OREANDA-NEWS. Fujitsu announces Australia’s most powerful computer was officially launched today at the opening of the National Computational Infrastructure (NCI) high performance computing centre at the Australian National University (ANU).

The 1.2 Petaflop Fujitsu PRIMERGY cluster, is named after the Japanese god of thunder and rain, Raijin. It is one of the most powerful in the world and now provides high-end computational services to the Australian research community. With peak performance speeds of 1.2 PetaFlops – 1,200,000,000,000,000 floating point operations per second, the new computer has the power of 56,000 computers working in parallel, and the disk storage equivalent of 20,000 computers but working much faster. It can perform the same number of calculations in one hour that every one of the 7 billion humans on Earth, armed with calculators, could perform in 20 years - or 170,000 calculations per second, per person on Earth.

The NCI is supported by a \\$50 million grant under the Australian Government’s Super Science Initiative.
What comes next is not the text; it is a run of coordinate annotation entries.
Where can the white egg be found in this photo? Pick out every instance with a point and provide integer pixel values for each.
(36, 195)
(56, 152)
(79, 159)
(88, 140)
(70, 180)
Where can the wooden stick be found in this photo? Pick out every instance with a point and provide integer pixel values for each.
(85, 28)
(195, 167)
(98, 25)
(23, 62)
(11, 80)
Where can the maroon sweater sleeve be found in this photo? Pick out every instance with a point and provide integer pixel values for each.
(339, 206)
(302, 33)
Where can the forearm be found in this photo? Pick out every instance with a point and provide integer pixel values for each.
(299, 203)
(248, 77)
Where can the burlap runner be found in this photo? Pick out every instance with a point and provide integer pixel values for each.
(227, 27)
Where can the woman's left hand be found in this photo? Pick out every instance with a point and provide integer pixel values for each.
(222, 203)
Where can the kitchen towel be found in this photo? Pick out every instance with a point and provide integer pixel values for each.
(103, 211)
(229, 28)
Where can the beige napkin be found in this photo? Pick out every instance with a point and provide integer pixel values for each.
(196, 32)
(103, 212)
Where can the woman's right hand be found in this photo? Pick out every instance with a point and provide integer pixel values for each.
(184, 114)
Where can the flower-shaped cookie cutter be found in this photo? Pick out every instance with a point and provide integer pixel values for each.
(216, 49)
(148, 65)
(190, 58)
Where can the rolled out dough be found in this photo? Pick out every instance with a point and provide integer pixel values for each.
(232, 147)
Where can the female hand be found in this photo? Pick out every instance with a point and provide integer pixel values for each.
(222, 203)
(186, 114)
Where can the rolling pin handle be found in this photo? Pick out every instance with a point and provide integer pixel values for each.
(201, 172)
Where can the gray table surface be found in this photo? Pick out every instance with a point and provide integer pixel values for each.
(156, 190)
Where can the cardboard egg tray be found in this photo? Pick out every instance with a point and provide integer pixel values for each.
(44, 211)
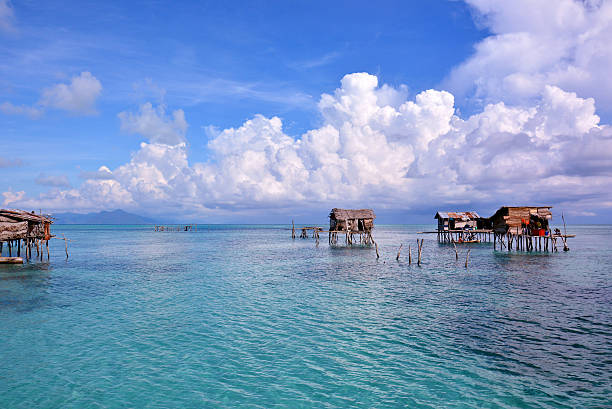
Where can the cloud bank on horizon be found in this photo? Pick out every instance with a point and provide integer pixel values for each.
(536, 139)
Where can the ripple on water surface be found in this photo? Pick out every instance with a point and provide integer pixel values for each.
(235, 316)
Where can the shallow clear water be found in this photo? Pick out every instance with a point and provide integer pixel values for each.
(243, 316)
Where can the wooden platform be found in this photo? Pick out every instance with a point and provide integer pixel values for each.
(11, 260)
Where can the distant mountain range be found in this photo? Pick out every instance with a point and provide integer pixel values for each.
(113, 217)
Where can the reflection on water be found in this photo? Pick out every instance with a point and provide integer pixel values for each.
(245, 316)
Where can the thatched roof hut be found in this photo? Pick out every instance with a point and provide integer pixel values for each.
(355, 220)
(20, 225)
(457, 220)
(514, 218)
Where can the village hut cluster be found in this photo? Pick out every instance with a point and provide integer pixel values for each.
(524, 228)
(23, 232)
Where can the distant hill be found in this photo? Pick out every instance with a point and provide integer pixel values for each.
(113, 217)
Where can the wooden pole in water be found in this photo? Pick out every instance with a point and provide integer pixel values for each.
(565, 248)
(420, 245)
(66, 244)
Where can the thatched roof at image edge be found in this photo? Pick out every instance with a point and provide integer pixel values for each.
(347, 214)
(10, 215)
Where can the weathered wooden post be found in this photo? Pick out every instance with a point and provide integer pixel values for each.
(66, 244)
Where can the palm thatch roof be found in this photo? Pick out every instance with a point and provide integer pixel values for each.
(349, 214)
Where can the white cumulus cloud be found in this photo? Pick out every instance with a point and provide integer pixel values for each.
(371, 150)
(535, 43)
(79, 96)
(153, 124)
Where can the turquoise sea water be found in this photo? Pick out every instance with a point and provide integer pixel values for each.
(243, 316)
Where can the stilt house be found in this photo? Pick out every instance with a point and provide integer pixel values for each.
(21, 225)
(458, 220)
(532, 220)
(352, 220)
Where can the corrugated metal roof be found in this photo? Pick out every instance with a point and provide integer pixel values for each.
(457, 215)
(345, 214)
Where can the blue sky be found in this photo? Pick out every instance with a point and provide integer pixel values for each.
(222, 65)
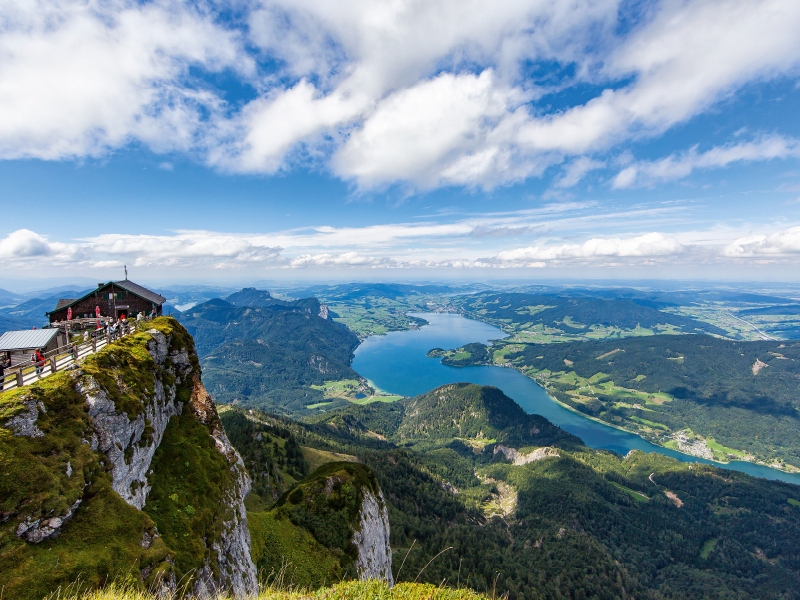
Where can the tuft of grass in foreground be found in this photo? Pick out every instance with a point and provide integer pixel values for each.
(349, 590)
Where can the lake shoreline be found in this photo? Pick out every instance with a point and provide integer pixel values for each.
(396, 363)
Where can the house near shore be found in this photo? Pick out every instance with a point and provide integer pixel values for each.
(113, 299)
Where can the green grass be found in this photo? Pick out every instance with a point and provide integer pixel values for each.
(707, 548)
(282, 589)
(316, 458)
(650, 423)
(371, 399)
(711, 443)
(318, 405)
(277, 542)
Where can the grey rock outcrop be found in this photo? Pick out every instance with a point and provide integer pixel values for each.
(237, 572)
(24, 423)
(38, 530)
(371, 538)
(123, 440)
(324, 313)
(520, 459)
(130, 444)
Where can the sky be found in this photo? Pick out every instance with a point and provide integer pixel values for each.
(220, 141)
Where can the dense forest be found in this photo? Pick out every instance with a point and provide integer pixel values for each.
(267, 356)
(743, 394)
(577, 523)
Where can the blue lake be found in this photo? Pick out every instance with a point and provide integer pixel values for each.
(396, 363)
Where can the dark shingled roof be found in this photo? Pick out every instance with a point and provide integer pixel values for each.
(125, 284)
(140, 291)
(64, 302)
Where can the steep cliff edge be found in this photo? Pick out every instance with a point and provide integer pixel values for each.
(332, 525)
(120, 469)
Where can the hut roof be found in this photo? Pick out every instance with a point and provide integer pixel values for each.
(29, 338)
(64, 302)
(135, 288)
(126, 284)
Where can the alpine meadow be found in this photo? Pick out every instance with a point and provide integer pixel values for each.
(400, 300)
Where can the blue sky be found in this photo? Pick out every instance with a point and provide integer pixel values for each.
(439, 138)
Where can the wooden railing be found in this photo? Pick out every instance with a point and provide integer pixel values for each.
(61, 358)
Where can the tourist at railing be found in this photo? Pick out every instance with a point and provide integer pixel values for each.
(112, 330)
(37, 358)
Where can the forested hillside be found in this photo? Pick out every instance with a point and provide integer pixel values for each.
(268, 356)
(741, 398)
(576, 317)
(566, 522)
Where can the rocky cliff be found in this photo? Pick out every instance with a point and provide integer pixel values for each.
(343, 507)
(122, 462)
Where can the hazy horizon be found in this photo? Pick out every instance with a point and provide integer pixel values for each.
(600, 139)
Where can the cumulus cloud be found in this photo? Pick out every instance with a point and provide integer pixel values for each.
(79, 78)
(185, 247)
(678, 166)
(780, 243)
(648, 245)
(426, 93)
(346, 259)
(577, 170)
(24, 243)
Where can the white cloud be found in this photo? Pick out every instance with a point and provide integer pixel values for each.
(776, 244)
(78, 78)
(429, 93)
(648, 245)
(24, 243)
(347, 259)
(577, 170)
(678, 166)
(453, 129)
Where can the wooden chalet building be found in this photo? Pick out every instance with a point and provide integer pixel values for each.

Raijin’s speed is taking the Australia’s research capacity to new levels with Commonwealth agencies such as the Bureau of Meteorology, the CSIRO and Geoscience Australia to run complex weather and climate modelling, and research in computational chemistry, particle physics, astronomy, material science, microbiology, nanotechnology and photonics.

Raijin is the largest x86 HPC installation of any brand in the southern hemisphere and the largest Fujitsu PRIMERGY deployment worldwide. The innovative design of Raijin, which utilises industry standard hardware, saw it delivered and commissioned as budgeted.